Mandibular defect healing in CSE mice was undesirable. When exogenous HS were supplemented to CSE mice, the new bone mass increased with higher degrees of bone mineralization and bone maturity. Bone mineral density (BMD), bone volume fraction (BV/TV) and bone trabecular thickness (Tb.Th) also significantly increased. in vitro experiments showed that PAG attenuated ALP activity and mineralized nodule formation ability in HM-BMMSCs, and repressed mRNA expressions of ALP and RUNX2. All these osteogenic indexes of HM-BMMSCs were reversed after exogenous HS was supplemented.
It is demonstrated that CSE deficiency thwarts the healing of mandibular defect. Blocking the synthesis of HS inhibits the osteogenic differentiation of HM-BMMSCs, thereby affects bone healing.

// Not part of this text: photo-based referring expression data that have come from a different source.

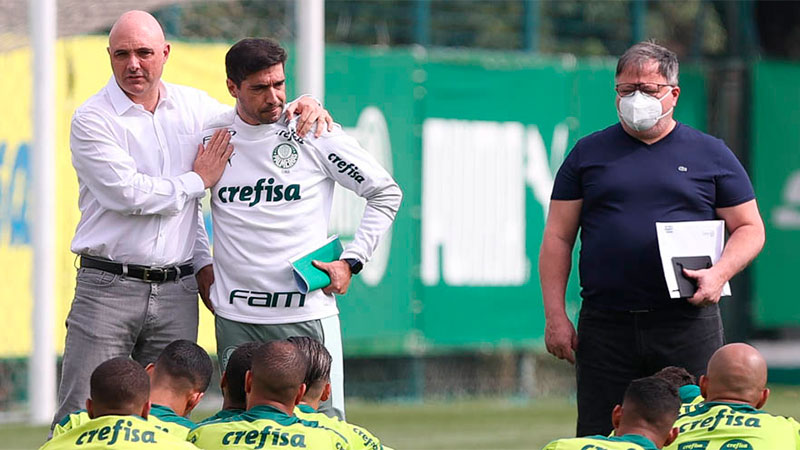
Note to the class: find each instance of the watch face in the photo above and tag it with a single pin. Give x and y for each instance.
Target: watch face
(285, 156)
(355, 265)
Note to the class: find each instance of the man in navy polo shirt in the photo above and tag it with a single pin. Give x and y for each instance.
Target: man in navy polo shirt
(615, 185)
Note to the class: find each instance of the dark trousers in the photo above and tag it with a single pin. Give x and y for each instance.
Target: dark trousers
(616, 347)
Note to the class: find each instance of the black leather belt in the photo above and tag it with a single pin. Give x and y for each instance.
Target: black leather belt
(144, 273)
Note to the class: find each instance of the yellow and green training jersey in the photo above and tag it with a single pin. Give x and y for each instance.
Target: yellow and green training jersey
(116, 433)
(734, 426)
(265, 427)
(162, 417)
(358, 437)
(626, 442)
(222, 414)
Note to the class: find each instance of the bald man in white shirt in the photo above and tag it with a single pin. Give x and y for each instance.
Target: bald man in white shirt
(142, 243)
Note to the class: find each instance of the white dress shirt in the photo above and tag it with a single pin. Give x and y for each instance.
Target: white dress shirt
(139, 198)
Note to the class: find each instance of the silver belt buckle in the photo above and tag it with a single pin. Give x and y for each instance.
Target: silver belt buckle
(154, 275)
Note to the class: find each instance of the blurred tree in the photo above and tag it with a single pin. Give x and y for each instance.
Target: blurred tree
(692, 27)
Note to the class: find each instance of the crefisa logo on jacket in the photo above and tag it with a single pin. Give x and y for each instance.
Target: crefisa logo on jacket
(284, 155)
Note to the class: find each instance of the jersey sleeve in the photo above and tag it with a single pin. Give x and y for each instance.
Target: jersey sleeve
(567, 184)
(733, 186)
(346, 162)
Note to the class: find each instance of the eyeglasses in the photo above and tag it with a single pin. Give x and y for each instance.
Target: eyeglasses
(624, 89)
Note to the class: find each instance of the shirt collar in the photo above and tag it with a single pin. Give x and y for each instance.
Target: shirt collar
(271, 413)
(162, 409)
(638, 440)
(121, 102)
(689, 392)
(306, 408)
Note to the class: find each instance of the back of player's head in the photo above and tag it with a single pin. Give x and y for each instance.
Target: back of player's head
(278, 369)
(319, 363)
(252, 55)
(736, 372)
(676, 376)
(183, 366)
(238, 365)
(119, 386)
(652, 401)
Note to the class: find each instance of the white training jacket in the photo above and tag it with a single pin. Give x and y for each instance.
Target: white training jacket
(273, 202)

探讨内源性硫化氢(HS)合酶胱硫醚-γ-裂解酶(CSE)对下颌骨缺损愈合和人下颌骨髓间充质干细胞(HM-BMMSCs)成骨分化的影响。
将 60 只 8 周龄雄性 C57BL/6 野生型(WT)小鼠和 CSE 敲除(CSE)小鼠分为 WT 组、CSE 组和 CSE+GYY4137(一种缓慢释放 HS 供体)组。通过 micro-CT 鉴定各组下颌骨缺损愈合情况。采用组织学染色和免疫组织化学染色评价下颌骨缺损的骨再生和重建。提取并培养 HM-BMMSCs 进行成骨诱导,分为对照组、PAG(CSE 抑制剂)组、GYY4137 组和 PAG+GYY4137 组。通过碱性磷酸酶(ALP)染色和茜素红染色测定各组 HM-BMMSCs 的矿化情况。此外,通过 RT-PCR 检测 ALP 和 runt 相关转录因子 2(RUNX2)的 mRNA 表达。
CSE 小鼠的下颌骨缺损愈合不良。当补充外源性 HS 时,CSE 小鼠的新生骨量增加,骨矿化和骨成熟程度更高。骨密度(BMD)、骨体积分数(BV/TV)和骨小梁厚度(Tb.Th)也显著增加。体外实验表明,PAG 减弱了 HM-BMMSCs 的 ALP 活性和矿化结节形成能力,并抑制了 ALP 和 RUNX2 的 mRNA 表达。补充外源性 HS 后,所有这些 HM-BMMSCs 的成骨指标均得到逆转。
CSE 缺乏会阻碍下颌骨缺损的愈合。阻断 HS 的合成抑制了 HM-BMMSCs 的成骨分化,从而影响骨愈合。